Abstract
SummaryMonitoring translational regulation in response to environmental signals is crucial for understanding cellular proteostasis. However, only limited approaches are currently available for quantifying acute changes in protein synthesis induced by stimuli. Recently, a clickable puromycin analog, O-propargyl-puromycin (OPP), was developed and applied to label the C-termini of nascent polypeptide chains (NPCs). Following affinity purification via a click reaction, OPP allows for a proteomic analysis of NPCs. Despite its advantage, the affinity purification of NPCs using magnetic beads or resins inherently suffers from significant non-specific protein binding, which hinders accurate quantification of the nascent proteins.
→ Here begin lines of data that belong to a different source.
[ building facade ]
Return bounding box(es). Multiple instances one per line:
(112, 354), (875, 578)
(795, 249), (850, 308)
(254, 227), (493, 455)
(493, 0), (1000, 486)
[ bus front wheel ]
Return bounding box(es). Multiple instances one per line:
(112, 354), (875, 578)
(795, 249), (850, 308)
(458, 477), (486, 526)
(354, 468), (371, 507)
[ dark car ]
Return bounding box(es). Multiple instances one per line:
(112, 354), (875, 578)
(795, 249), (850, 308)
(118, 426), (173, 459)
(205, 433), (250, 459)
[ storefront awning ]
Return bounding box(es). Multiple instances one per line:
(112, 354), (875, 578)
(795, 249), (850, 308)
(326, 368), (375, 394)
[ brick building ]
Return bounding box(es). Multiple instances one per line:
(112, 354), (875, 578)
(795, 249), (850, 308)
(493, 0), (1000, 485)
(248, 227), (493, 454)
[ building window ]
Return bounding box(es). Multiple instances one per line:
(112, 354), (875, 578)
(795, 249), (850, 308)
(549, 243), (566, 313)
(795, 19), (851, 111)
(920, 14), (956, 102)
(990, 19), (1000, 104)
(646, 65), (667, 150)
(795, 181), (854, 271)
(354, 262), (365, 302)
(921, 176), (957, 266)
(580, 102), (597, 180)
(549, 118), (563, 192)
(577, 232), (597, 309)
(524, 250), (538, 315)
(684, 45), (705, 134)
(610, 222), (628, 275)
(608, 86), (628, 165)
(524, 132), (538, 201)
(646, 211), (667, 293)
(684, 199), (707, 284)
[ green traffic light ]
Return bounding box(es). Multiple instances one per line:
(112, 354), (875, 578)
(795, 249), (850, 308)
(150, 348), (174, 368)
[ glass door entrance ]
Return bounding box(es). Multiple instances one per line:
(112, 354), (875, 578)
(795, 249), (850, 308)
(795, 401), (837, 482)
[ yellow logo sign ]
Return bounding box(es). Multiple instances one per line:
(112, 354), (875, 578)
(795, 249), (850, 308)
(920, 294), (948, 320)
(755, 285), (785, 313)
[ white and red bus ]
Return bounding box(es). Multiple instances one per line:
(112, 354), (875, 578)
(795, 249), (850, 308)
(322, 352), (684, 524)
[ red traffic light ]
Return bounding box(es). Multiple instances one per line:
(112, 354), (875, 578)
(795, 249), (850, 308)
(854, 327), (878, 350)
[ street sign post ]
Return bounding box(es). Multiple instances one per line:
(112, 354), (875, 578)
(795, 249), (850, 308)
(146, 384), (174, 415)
To address this issue, we employed dual pulse labeling of NPCs with both OPP and stable isotope labeled amino acids to distinguish bona fide NPCs from non-specific proteins, thereby enabling the accurate quantitative profiling of NPCs. We applied this method to dissecting the transcription-coupled translation responses and quantified ~3,000 nascent proteins. We found that the translation of a subset of ribosomal proteins (e.g., RPSA, RPLP0) as well as signaling proteins (e.g., BCAR3, EFNA1, DUSP1) was significantly repressed by transcription inhibition. Together, the present method provides an accurate and broadly applicable nascent proteome profiling for many biological applications at the level of translation.
Publisher
Cold Spring Harbor Laboratory
Cited by
1 articles.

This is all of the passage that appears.